{My Pattern Organization System}

Today is my birthday! And I had a whole blog post planned about the little cocktail party I had with a few close friends this past weekend… and then in the midst of enjoying the moment of the party I took exactly zero photos. I haven’t quite gotten into the whole “I need to make sure I get this for the blog” thing yet. And so the plan changed just a bit.

Actually I lied… I do have two photos from the birthday evening, taken quickly with my phone. One is of my favorite cake from Butter and Scotch (with a Clueless-inspired inscription), and then one of me and my friends but those two photos hardly warrant an entire post. But here they are just the same to commemorate the evening.

And now on to the matter at hand. I wanted to talk a little about my pattern organization system. I hear about a lot of different ways that people are organizing their patterns, especially in this age of PDF patterns, in which you tape together the sheets to create the patten yourself. I’ve heard a lot of good ideas, but ultimately my system is one that, while I’m sure is not unique, I came up with on my own.

First off, I have come to prefer PDF patterns. It’s the part of my personality that needs instant gratification. Paper patterns are all well and good, but you have to WAIT for them to come in the mail. I am not a patient waiter, particularly if I order something from London or another international country in which the shipping takes longer than normal (I can’t possibly be the only person whose shipping expectations have been totally destroyed by having Amazon Prime, right?).

In any case, there’s something oddly therapeutic for me about printing out and taping together my patterns. It’s a step I’ve come to embrace as part of the process of creating my clothes, and I enjoy it most of the time. Occasionally I’ll spend an entire day just piecing together patterns and cutting them to my size.

However, PDF patterns take up a lot of space, probably because they are printed on computer paper rather than the tissue-like paper from a printed pattern. And so the organization of PDF’s became a challenge after a while, especially once I started getting patterns I knew I would want to make over and over again, and therefore save.

Ziploc bags always save the day.

My current organization system relies on these plastic bags. I buy them in bulk and always make sure I have them unhand. Once I have cut the pattern to my size, I fold it up and put it in the bag. Then, I take the picture of the garment and create the front of the bag, and then take the measurements and yardage requirements and put those on the back. This is just taped on, since I also tend to have tape by bucketful from all this pattern taping I do! In the end, it makes it easy to see the patten options and I’m able to quickly pull it out and reference the yardage when deciding what to make or buying new fabric.

This simple, easy solution keeps everything compact and in one place.
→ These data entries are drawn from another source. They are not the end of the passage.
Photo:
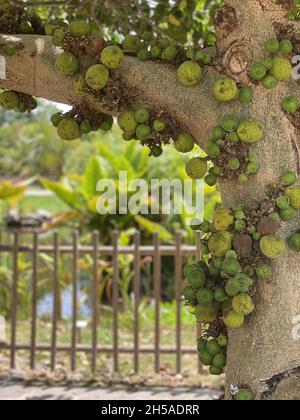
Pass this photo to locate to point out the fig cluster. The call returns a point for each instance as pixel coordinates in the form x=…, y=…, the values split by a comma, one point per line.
x=229, y=151
x=227, y=90
x=15, y=101
x=275, y=67
x=78, y=122
x=238, y=247
x=188, y=61
x=14, y=19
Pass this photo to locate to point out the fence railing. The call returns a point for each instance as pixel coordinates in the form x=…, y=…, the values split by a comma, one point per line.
x=156, y=251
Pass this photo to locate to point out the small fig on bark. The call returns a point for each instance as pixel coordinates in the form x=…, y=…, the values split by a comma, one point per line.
x=97, y=76
x=272, y=246
x=225, y=89
x=189, y=73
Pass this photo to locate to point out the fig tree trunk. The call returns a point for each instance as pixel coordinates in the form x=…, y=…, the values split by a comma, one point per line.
x=263, y=354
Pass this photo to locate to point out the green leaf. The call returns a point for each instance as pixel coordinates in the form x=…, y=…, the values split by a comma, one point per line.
x=153, y=227
x=94, y=172
x=72, y=198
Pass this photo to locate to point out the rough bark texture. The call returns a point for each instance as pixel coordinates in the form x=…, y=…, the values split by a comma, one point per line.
x=263, y=354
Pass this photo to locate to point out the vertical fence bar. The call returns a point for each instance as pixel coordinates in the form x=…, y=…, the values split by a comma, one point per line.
x=115, y=299
x=136, y=291
x=95, y=300
x=178, y=282
x=14, y=301
x=198, y=258
x=157, y=296
x=35, y=259
x=74, y=301
x=55, y=301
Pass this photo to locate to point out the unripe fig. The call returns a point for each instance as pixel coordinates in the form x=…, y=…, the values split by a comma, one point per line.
x=67, y=64
x=250, y=131
x=220, y=243
x=143, y=132
x=131, y=43
x=243, y=304
x=290, y=104
x=234, y=320
x=205, y=296
x=225, y=89
x=258, y=72
x=112, y=57
x=229, y=123
x=196, y=168
x=143, y=55
x=223, y=219
x=272, y=246
x=272, y=45
x=169, y=53
x=155, y=52
x=217, y=133
x=184, y=143
x=220, y=295
x=234, y=164
x=80, y=85
x=189, y=73
x=127, y=122
x=206, y=314
x=294, y=195
x=263, y=272
x=56, y=119
x=97, y=76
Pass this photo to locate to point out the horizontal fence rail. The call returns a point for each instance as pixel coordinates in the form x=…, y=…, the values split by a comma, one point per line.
x=156, y=251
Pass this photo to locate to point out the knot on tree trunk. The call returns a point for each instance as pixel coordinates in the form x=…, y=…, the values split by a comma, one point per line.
x=225, y=20
x=238, y=59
Of course, once the patterns are in the bags, the bags need a place to go. This has taken a lot of trial and error on my part. A large, plastic Tupperware bin is the easiest way to go, but I don’t have the closet space for it and it’s not the most attractive item to just have sitting out. My current studio is part of a large living/dining/office space, and not contained in it’s own room where I could just close the door and hide the mess, so I have to try and keep things as neat as possible.
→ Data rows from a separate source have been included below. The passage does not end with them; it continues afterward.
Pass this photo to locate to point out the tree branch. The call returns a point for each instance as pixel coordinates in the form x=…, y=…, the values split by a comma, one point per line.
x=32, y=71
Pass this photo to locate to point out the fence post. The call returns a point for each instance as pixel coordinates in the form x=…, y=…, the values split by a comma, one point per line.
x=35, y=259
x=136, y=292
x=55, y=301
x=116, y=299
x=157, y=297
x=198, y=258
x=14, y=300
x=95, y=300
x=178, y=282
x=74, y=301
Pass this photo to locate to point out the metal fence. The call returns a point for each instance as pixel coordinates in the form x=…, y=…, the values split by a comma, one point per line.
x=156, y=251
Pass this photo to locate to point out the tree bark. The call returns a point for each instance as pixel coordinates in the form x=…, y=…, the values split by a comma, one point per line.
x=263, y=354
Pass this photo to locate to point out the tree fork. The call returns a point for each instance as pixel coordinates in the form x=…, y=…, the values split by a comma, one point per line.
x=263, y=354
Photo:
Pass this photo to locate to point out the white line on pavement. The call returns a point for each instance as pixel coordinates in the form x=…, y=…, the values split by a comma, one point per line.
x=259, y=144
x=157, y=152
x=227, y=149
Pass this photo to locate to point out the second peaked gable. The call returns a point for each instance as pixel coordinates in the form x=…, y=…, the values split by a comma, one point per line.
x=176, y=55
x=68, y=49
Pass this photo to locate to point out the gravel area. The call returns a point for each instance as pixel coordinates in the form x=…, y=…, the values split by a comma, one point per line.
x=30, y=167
Enter these canvas bins. I can’t remember where I found them (probably Amazon, cause really where else do I find random things?). They go with my decor, and are much easier on the eyes than a plastic bin. They also have two compartments in each one, so that I can also keep some fabric in the other side of them. I currently have the patterns in no order whatsoever really, but I want to sit down and try to sort them by either company or by garment in the near future. For now though, they are just fine as is. They are contained in the box, not overflowing (yet!) and I can find the one I’m looking for easily from the pictures on the bags.

And that’s my basic system! I’m sure over time it will continue to develop and change based on my space constraints (or, hopefully one day, lack thereof!), but for now it works really well for me. It seems silly, but I take great joy in printing out the pattern pictures and taping them on; it makes my little folded pattern pieces feel more complete somehow, even though I already know what the finished garments look like!

This is a simple system, but I hope helpful for anyone trying to find a away to dig out from their pile of PDF’s or just try a new organization solution!